Can you explain how you do sliding attacks in none-rotated?

Gerd

Btw. sq xor 63 instead of 63-sq may safe a register.
I can't get Tinker to compile with debug or without optimization with the VS2008 Beta2.
Something about addressing exceptions right up in the default settings command parsing,
which is odd since Tinker almost never crashes and seems among the more stable engines.

However, I was able to test Buzz, which has much cleaner code.
The 64 bit VS2008 Beta2 speedup for a simple test of the starting position to 12 plys went from 37sec 297Knps to 14 sec and 759Knps.

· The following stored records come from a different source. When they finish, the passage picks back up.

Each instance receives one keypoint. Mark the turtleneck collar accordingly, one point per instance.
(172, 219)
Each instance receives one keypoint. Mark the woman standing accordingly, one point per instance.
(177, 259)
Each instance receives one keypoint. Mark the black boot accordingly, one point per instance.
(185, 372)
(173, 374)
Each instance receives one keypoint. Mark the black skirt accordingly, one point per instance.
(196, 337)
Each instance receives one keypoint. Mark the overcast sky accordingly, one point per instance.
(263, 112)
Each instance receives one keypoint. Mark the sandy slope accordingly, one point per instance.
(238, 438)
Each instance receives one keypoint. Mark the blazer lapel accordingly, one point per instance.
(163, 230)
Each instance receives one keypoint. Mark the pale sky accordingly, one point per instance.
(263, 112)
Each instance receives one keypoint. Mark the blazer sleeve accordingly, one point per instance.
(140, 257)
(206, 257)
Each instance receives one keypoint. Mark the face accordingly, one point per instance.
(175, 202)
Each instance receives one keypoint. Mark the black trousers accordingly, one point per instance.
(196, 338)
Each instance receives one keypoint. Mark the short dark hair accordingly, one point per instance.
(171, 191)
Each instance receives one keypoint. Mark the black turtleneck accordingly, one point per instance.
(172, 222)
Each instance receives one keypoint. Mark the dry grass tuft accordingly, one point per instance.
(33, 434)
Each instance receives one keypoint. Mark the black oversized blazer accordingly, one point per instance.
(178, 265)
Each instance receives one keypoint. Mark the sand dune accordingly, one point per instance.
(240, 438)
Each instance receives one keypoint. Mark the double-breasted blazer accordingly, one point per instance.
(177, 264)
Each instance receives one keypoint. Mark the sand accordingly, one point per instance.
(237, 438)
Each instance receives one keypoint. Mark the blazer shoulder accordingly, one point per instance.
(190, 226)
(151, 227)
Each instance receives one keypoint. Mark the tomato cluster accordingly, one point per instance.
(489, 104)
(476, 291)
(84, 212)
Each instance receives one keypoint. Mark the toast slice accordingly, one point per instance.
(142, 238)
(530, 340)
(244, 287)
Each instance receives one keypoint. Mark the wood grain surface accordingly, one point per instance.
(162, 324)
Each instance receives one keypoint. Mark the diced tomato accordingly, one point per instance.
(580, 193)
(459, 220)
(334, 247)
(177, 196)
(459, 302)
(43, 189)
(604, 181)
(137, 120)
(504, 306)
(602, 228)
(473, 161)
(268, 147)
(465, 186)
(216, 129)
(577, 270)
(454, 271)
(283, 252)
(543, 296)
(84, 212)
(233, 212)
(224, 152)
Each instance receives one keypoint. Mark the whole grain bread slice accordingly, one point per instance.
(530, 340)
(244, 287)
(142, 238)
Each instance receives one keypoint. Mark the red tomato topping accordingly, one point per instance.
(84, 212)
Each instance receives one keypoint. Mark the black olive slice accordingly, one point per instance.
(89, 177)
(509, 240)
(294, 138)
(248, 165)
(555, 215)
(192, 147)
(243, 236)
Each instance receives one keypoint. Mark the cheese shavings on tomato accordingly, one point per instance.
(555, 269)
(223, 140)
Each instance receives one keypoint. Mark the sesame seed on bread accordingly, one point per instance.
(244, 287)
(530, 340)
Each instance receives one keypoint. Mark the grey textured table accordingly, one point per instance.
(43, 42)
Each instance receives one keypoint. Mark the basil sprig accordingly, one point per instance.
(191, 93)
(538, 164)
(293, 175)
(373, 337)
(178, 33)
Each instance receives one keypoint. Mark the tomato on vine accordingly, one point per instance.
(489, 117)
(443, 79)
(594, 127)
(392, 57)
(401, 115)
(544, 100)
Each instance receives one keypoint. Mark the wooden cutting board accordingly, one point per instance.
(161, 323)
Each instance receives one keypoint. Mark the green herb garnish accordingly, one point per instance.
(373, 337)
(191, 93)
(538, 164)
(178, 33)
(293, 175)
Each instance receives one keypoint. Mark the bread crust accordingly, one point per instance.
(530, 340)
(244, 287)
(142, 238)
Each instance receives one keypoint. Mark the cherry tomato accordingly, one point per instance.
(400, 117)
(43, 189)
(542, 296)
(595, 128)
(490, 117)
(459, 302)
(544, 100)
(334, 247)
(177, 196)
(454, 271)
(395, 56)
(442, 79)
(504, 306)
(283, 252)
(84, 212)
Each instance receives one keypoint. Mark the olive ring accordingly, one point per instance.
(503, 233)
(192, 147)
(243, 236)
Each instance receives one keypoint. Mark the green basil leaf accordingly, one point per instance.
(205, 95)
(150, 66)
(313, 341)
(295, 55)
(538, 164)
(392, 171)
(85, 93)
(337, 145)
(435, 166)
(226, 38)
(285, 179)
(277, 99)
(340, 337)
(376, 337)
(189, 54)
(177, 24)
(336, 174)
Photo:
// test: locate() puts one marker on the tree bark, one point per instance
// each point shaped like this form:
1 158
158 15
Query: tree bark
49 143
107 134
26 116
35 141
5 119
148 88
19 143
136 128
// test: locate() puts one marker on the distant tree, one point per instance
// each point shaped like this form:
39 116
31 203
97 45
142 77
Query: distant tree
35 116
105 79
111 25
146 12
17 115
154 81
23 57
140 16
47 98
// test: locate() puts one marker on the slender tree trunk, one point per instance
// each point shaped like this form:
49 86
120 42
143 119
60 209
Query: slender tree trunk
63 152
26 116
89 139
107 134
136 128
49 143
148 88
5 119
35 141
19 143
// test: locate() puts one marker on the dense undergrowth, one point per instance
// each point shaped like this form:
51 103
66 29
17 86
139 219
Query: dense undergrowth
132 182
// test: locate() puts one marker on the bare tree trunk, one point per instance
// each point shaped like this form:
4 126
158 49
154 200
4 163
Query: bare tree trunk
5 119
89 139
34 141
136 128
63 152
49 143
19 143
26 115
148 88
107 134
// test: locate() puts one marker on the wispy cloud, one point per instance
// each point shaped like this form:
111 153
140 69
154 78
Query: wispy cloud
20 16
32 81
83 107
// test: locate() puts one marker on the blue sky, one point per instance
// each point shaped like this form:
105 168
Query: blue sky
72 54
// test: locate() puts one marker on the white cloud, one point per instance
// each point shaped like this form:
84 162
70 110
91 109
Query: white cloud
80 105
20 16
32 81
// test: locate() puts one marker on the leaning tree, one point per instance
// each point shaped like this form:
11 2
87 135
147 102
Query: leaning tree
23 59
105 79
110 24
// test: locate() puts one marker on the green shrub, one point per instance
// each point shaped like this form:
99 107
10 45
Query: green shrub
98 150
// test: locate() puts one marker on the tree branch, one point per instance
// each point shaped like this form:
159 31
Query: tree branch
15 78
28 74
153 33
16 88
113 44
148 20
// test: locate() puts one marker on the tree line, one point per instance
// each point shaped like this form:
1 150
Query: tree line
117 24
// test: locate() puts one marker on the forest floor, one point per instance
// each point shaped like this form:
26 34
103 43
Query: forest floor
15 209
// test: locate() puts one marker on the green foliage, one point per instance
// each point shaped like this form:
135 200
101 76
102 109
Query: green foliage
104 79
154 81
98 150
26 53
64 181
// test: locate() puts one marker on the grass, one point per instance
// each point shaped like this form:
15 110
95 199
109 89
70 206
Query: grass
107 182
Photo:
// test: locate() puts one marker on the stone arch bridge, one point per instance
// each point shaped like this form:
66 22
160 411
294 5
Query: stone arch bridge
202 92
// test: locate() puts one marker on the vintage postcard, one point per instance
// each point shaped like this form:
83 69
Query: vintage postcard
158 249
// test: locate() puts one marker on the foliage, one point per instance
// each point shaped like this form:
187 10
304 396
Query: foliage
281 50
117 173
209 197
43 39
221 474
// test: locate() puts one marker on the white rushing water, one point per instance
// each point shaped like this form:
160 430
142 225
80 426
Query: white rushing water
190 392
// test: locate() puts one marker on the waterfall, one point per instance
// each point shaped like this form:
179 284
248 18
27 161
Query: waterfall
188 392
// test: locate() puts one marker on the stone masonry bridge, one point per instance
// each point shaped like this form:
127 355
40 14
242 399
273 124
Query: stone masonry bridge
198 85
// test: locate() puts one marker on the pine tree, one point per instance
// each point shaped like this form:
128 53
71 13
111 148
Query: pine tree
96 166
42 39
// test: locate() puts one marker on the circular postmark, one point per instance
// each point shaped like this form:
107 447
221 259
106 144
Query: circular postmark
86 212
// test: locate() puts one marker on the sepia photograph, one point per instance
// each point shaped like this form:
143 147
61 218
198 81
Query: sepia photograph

I'm thinking one reason for the "minimal" Tinker results earlier are because all of the non-rotated BB code is still in there and
the only change with "magic" BBs is in the basic attack and movegen functions.
Profiling shows Tinker spends 11% in movegen and about 7% in attack.
Eval, search and SEE were not changed.

So, even if magic sped things up by say 50%, it looks like that would only be about a net 10% (half of 18%) at most overall impact,
without more drastic changes throughout.